To Beat ISIS, We Ought to Try Robotskrieg

To Beat ISIS, We Ought to Try Robotskrieg                             

Gary Anderson

If we aren’t willing to use American infantry against ISIS, perhaps we might consider using robots. To date, most candidates in the 2016 presidential race concede that something more forceful has to be done about destroying the terror sanctuary that the self- proclaimed caliphate of the Islamic State has become. However, no remaining candidate has come out and declared that he or she would use American ground combat forces to do the job. Most would go so far as to embed US trainers and teams to call in precision airstrikes. The problem is that it will likely take years to train coalition assault troops in the urban tactics needed to retake large urban area such as Mosul and Raqqa from the thousands of dedicated hard core fighters that would defend those cities. When Iraqi troops retook Tikrit and Ramadi, they faced only a few hundred ISIS fighters and overwhelmingly outnumbered the defenders.  Even then, the battles were long and bloody. Ergo, robots.

Urban combat is the most difficult and dangerous kind, and the defender has all the advantages. OPERATION PHANTOM FURY, the battle waged by U.S. Marines to retake mid-sized Fallujah in 2004, was the bloodiest Marine Corps battle since the Vietnam War. Fallujah was defended by al Qaeda in Iraq (AQI) which was the linear predecessor of ISIS. Some of the senior Islamic State commanders today are veterans of that fight. The Marines faced snipers, booby traps, suicide bombers, and tunnels.
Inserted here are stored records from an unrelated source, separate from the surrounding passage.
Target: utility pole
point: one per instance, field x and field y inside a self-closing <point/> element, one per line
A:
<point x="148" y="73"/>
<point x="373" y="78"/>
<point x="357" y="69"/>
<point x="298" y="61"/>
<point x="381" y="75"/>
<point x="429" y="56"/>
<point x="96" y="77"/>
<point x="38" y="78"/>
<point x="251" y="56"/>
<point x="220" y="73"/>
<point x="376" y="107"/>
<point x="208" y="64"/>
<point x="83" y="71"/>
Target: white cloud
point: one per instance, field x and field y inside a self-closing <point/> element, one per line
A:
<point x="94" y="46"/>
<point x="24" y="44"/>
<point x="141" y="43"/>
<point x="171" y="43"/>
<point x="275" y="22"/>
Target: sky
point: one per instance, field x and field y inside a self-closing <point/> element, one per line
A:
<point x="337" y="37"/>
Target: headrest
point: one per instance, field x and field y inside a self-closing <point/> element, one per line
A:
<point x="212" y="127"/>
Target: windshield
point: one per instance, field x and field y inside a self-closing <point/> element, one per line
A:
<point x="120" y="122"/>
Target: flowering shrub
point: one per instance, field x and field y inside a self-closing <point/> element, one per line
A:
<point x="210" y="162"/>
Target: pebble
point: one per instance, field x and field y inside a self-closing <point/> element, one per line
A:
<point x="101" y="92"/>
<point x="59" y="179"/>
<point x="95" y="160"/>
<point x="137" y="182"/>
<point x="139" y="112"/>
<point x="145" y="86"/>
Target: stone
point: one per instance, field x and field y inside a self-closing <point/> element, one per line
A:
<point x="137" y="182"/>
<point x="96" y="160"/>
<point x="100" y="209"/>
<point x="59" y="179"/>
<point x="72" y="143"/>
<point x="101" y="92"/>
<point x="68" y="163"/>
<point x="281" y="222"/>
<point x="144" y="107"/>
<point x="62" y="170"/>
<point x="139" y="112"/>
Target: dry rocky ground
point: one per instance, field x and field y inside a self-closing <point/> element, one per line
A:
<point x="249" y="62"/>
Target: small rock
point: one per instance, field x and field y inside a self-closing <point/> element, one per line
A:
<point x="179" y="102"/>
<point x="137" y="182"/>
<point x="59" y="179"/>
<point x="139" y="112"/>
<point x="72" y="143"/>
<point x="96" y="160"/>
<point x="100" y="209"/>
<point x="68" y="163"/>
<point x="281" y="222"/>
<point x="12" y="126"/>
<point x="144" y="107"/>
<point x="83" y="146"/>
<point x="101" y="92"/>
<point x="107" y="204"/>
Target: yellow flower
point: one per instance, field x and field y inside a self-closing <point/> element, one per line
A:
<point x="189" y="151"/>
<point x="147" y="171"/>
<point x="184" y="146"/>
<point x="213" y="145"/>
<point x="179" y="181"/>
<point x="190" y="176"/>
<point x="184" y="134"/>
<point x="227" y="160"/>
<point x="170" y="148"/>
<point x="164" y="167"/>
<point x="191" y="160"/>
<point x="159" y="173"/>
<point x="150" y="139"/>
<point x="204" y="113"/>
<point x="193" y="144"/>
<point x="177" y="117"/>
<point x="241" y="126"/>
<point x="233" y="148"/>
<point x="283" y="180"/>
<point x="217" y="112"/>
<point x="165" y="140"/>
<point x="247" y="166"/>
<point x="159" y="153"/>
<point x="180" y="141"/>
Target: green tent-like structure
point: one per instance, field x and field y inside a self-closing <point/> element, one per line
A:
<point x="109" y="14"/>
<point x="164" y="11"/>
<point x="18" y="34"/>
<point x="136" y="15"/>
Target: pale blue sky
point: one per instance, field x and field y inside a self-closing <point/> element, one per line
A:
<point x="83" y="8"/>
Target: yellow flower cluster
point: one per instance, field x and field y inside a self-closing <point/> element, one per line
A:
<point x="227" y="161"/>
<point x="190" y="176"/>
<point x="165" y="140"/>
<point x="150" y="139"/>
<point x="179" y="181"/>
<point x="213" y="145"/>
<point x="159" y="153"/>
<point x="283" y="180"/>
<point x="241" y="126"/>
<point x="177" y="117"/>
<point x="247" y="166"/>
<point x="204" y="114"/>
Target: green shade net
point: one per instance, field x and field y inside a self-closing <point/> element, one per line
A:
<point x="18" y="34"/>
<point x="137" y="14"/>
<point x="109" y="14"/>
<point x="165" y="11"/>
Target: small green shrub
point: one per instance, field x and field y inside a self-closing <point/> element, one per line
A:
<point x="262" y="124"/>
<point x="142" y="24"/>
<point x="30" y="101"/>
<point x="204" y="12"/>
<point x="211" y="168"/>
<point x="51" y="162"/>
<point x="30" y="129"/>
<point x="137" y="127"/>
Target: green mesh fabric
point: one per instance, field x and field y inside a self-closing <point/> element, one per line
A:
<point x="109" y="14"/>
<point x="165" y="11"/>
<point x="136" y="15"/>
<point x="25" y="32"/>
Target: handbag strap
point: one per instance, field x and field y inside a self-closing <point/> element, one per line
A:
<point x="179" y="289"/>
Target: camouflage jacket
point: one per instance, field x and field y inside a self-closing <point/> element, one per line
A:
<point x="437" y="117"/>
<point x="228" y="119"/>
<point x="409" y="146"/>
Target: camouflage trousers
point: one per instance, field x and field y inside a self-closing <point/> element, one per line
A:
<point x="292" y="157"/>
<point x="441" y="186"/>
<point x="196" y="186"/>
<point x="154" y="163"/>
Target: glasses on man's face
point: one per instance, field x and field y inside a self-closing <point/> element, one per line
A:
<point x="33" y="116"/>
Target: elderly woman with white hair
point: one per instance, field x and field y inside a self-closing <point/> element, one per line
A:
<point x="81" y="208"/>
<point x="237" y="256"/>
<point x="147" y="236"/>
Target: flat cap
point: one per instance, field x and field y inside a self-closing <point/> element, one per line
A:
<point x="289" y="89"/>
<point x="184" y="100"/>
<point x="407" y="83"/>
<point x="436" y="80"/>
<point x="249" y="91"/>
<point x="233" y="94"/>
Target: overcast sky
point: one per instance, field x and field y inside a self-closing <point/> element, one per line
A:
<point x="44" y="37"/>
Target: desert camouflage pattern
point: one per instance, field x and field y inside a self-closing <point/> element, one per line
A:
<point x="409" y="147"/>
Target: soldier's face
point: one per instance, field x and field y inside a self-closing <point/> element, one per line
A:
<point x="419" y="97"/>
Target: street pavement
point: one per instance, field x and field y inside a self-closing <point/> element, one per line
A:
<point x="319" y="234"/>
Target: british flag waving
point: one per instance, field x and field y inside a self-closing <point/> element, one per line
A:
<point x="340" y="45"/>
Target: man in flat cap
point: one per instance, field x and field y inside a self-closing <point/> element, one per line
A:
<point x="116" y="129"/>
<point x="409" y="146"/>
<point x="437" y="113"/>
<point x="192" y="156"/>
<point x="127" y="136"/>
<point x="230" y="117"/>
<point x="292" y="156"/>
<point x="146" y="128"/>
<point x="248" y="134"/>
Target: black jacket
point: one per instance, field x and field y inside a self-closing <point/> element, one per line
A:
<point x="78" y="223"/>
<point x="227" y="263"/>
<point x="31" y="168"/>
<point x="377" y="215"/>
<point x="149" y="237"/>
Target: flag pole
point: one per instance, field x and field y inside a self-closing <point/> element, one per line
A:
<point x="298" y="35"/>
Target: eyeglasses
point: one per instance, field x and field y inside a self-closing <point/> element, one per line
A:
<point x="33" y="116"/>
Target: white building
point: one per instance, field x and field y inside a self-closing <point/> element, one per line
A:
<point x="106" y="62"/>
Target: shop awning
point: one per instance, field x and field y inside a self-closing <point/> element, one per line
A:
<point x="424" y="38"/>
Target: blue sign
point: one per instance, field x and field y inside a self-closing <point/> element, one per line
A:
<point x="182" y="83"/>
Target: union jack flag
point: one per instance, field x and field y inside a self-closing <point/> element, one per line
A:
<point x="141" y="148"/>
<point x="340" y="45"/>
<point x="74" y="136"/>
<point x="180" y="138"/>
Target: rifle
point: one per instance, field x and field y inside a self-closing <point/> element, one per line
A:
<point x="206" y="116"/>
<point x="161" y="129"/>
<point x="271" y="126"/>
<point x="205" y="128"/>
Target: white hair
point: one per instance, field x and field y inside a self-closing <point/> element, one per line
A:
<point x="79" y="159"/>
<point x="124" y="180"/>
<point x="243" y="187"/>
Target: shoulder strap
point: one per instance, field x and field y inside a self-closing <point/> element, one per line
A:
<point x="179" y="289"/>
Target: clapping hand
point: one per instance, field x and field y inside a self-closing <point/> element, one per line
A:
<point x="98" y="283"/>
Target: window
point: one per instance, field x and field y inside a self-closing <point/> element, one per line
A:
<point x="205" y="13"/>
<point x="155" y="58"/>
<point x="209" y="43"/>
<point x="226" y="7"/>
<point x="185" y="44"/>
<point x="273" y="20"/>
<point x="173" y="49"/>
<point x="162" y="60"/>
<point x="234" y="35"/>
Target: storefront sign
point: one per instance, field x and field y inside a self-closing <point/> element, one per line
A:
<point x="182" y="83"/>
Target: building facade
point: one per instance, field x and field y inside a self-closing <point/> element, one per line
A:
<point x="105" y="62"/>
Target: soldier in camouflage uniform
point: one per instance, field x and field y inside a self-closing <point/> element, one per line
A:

AQI blew mouse holes in the walls that connected the buildings so they could maneuver between buildings without exposing themselves to American aircraft.

The Americans had two advantages that Iraqi, Kurdish, or Free Syrian troops will not have in assaulting places like Mosul or Raqqa. AQI made the mistake of allowing much of the population to leave Fallujah before the fighting began. ISIS has made it clear that it will not repeat that error. Second, the Marines had anticipated the problems of urban combat based on their experience in Mogadishu in Somalia in 1993. From 1998-2001, the Marines engaged in a massive program of urban training and experimentation to prepare for offensive combat in cities. The tactics and equipment Marines used in Fallujah were direct result of URBAN WARRIOR. Our coalition allies will benefit from some of that experience from American trainers, but it will take many months to bring our allies up to speed. This is where robotics might help.

One of the things those of us who were involved with URBAN WARRIOR examined was the use of remotely operated unmanned ground vehicles (UGVs) as assault units to clear buildings in the belief that the robotic vehicles would be less vulnerable than humans to sniper fire, IEDs, and suicide bombers. Unfortunately, early experiments and war games showed that the technology at the time was simply not mature enough to make urban assault UGVs feasible.

It is now nearly two decades later, and many of the technologies we wanted to put aboard the assault UGVs are now mature enough; so are the robotic platforms available today. Many of the types of UGV platforms that fight each other on popular TV shows are now small and agile enough to operate inside buildings. The robots do not need months of training and discipline. Once the assault UGVs have cleared a building, coalition troops could move in and hold it; this kind of operation requires less training and experience than urban assault.

The theory here is that by attaching five or six robotic teams to each coalition assault battalion, we could prepare existing allied infantry for urban combat relatively quickly. The weapons systems and platforms needed to accomplish this exist; they merely need to be married to capable UGV platforms. This would not require an American effort on the scale of the Manhattan Project that developed the first Atomic Bombs. We are probably talking about a four-to-five- month science project with a couple of more months of work-up with our coalition partners.

Any technology can be countered eventually, but the object of this exercise would be to deny ISIS time to counter it. Although ISIS is estimated to have about 30,000 followers, the number of highly trained jihadist light infantry that comprise the core of their army is in the low thousands. Once they are gone, those fighters will be irreplaceable in the foreseeable future. With its army destroyed and stripped of its urban sanctuaries, ISIS will become just another wandering bunch of extremist thugs. Robots are worth a try.

Gary Anderson is a retired Marine Corps Colonel. He was the Chief of Staff of the Marine Corps Warfighting Laboratory during the URBAN WARRIOR experiments.